In "The Widower's Tale," the National Book Award winner ("The Three Junes") peeks beneath the surface of Matlock, Mass., a town so perfectly rendered that anyone who has spent time in Boston and environs will feel a frisson of recognition. As America goes, this is a place with old architecture and Mayflower pedigrees.
But Ms. Glass also recognizes the modern challenges elbowing their way past the pocket doors, and this is the stuff of her long and intricately woven tale.
Percival Darling, retired Harvard librarian, is the widower whose tale anchors the novel. Bright and amusing, charming and spry, Percy lives in an historic house on a nice piece of land with an old barn he has recently given over to the Elves and Fairies nursery school.
This decision brings into his life a host of new characters, including Sarah Straight, single mom, glass artist and, surprisingly enough for Percy, a love interest who almost immediately becomes a complication when health issues arise.
Ms. Glass makes Percy her only first-person narrator but not her only focus. Ira is a dedicated teacher at Elves and Fairies, a gay man whose committed relationship with live-in boyfriend Anthony provides a lens through which the novelist considers a number of contemporary issues, including gay marriage.

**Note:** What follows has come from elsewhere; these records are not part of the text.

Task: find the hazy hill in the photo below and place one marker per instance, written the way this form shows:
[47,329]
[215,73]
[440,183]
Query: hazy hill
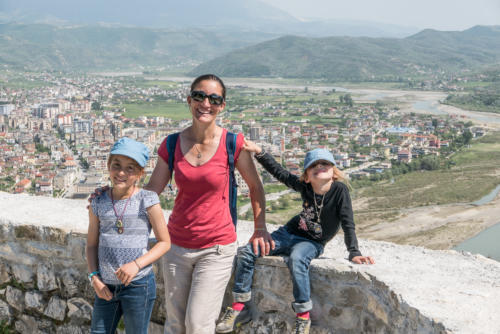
[350,58]
[96,47]
[215,15]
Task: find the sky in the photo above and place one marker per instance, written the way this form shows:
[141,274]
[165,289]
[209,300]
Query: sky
[434,14]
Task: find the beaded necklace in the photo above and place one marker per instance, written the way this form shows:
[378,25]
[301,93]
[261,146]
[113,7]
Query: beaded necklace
[119,219]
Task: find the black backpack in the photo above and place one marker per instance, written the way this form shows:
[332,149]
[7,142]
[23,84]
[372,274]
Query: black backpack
[231,149]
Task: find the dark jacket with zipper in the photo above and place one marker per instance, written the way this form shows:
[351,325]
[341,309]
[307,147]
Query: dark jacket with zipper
[336,208]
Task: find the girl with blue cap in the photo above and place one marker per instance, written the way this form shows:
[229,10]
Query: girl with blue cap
[118,258]
[326,207]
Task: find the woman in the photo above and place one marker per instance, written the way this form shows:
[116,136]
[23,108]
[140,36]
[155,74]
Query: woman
[198,266]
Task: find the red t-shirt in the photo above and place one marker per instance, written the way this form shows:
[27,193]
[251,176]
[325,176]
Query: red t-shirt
[201,217]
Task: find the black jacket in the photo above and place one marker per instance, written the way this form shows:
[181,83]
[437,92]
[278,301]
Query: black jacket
[336,212]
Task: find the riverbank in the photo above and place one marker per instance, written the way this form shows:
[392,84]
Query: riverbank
[435,227]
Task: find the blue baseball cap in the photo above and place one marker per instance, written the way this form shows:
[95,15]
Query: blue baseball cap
[132,149]
[318,154]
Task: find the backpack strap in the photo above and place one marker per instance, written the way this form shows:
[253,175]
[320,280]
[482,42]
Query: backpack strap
[233,190]
[171,142]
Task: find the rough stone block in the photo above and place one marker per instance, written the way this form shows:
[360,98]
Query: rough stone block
[71,281]
[54,235]
[46,278]
[56,309]
[29,324]
[5,311]
[79,310]
[22,273]
[155,328]
[15,298]
[4,272]
[44,250]
[72,329]
[34,301]
[28,232]
[76,245]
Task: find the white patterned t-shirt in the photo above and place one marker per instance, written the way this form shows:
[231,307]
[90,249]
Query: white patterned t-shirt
[117,249]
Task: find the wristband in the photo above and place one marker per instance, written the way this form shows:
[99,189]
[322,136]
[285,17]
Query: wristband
[261,154]
[92,274]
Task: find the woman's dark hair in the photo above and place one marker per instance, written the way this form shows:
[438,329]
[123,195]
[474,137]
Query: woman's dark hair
[209,77]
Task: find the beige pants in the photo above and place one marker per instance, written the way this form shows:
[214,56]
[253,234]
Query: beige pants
[195,282]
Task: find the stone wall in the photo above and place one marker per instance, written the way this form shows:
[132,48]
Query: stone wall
[44,289]
[44,286]
[43,281]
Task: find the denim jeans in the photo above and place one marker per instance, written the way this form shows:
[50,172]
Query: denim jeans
[300,250]
[195,282]
[135,302]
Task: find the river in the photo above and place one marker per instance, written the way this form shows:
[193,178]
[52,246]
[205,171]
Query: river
[487,241]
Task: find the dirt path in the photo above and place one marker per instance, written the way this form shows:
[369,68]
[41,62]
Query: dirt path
[435,227]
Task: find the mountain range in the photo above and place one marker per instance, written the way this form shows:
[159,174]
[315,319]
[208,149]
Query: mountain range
[42,46]
[215,15]
[361,58]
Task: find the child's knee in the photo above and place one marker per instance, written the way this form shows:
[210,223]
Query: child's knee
[246,252]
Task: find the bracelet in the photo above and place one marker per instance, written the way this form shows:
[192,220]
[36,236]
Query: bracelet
[92,274]
[261,154]
[137,264]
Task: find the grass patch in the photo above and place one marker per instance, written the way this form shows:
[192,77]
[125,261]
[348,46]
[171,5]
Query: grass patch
[274,188]
[174,110]
[475,174]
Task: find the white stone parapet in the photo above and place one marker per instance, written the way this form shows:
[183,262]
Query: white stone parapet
[44,288]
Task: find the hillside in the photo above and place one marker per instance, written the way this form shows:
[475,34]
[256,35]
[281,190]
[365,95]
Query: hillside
[361,58]
[216,15]
[41,46]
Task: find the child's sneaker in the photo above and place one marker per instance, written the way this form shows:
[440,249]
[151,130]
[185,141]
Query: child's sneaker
[302,325]
[233,319]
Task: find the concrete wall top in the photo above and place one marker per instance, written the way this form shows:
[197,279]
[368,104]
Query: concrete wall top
[460,290]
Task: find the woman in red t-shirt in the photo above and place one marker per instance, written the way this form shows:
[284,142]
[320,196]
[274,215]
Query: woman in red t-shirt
[198,266]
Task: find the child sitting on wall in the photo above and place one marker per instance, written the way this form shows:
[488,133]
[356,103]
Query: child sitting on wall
[326,207]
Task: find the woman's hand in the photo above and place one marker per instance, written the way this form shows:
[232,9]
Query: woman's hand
[127,272]
[250,146]
[363,259]
[101,289]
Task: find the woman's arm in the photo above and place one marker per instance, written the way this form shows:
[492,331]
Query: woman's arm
[128,271]
[100,288]
[260,238]
[273,167]
[159,178]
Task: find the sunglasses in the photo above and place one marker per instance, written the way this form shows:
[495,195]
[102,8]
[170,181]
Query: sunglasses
[213,99]
[322,162]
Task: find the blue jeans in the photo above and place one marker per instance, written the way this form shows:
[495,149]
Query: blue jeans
[135,302]
[300,250]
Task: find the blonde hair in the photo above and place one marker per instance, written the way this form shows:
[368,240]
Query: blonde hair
[337,176]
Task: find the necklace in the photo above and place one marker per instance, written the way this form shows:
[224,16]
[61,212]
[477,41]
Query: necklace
[316,206]
[199,152]
[119,219]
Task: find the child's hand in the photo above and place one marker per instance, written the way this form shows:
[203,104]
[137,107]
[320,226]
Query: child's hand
[97,192]
[127,272]
[363,259]
[101,289]
[250,146]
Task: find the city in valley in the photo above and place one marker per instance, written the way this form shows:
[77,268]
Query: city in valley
[56,130]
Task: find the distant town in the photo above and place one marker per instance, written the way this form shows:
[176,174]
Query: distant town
[55,135]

Celestino and Arturo, young men who connect through Percy's grandson, Robert, give Ms. Glass a chance to consider issues of class that confound the immigrant experience.
She brings real storytelling enthusiasm to her novel. Her affection for her characters shows, and she writes scenes that feel lived-in and familiar. And still, this book of more than 400 pages flags more than it should, in part because it has more scenes than story.
Too many of her well-observed and charmingly relayed scenes fail to impart a sense of momentum to the novel. Though the characters face real-world problems, the drama feels slack. I began to find irony in the fact that Ms. Glass chose the name Matlock for her town, because the sensibility of the book sort of echoes that of the 1980s-era TV series starring Andy Griffith, in which a veneer of safety and light always kept the crime and mystery from becoming too acute.
There's an old-fashioned quality to "The Widower's Tale" that emanates in part from Percy's mannered, pseudo-formal voice. Consider his response after seeing himself made a subject of the gossip columnist in the town rag:
"There are those who wouldn't give a freight train's hoot to see themselves trotted out in the Cheez Wiz prose of a local bigmouth like Mandy Pinkerton. ... And God knows, some poor souls probably relish such attention. Not (as you can guess) I."
Well, OK, that's a choice Ms. Glass has made for bookworm Percy, and I'll buy it. I'll enjoy it, even if I don't quite believe it.
But when grandson Robert declares Percy's younger girlfriend -- and other things -- "way cool," I find myself stopping to wonder, "Does anyone SAY that anymore? Do hip college kids say that?" Not the ones I know.
Then, too, there's the problem of viewpoint and cliche. Ira and his boyfriend are a bit too predictable a gay couple -- charming, quick-witted, more loving than the average married straight couple and big fans of yuppie cuisine.
Ms. Glass seems to have chosen characters and their conflicts with a kind of liberal-issues checklist in hand. Gay rights? Check! Health-insurance insanity? Economic disparity? Check! Eco-terrorism? Check!
Discerning readers of any political persuasion might find this tiresome after a stretch.
The novel's flaws were, for me, more than nits to pick. Too often they swept me out of the story or tested my patience. More than anything, I wished "The Widower's Tale" really had been just the widower's tale, for I liked Percy's company and his problems better than the rest.
Still, Julia Glass has written an entertaining book. It stands up under a leisurely gaze and offers some poignant moments and light amusement. Oddly enough, it is to contemporary fiction what the picture-postcard town is to American life: pleasurable and pretty, if not as authentic as we'd like to believe.
Karen Sandstrom is a writer and illustrator in Cleveland.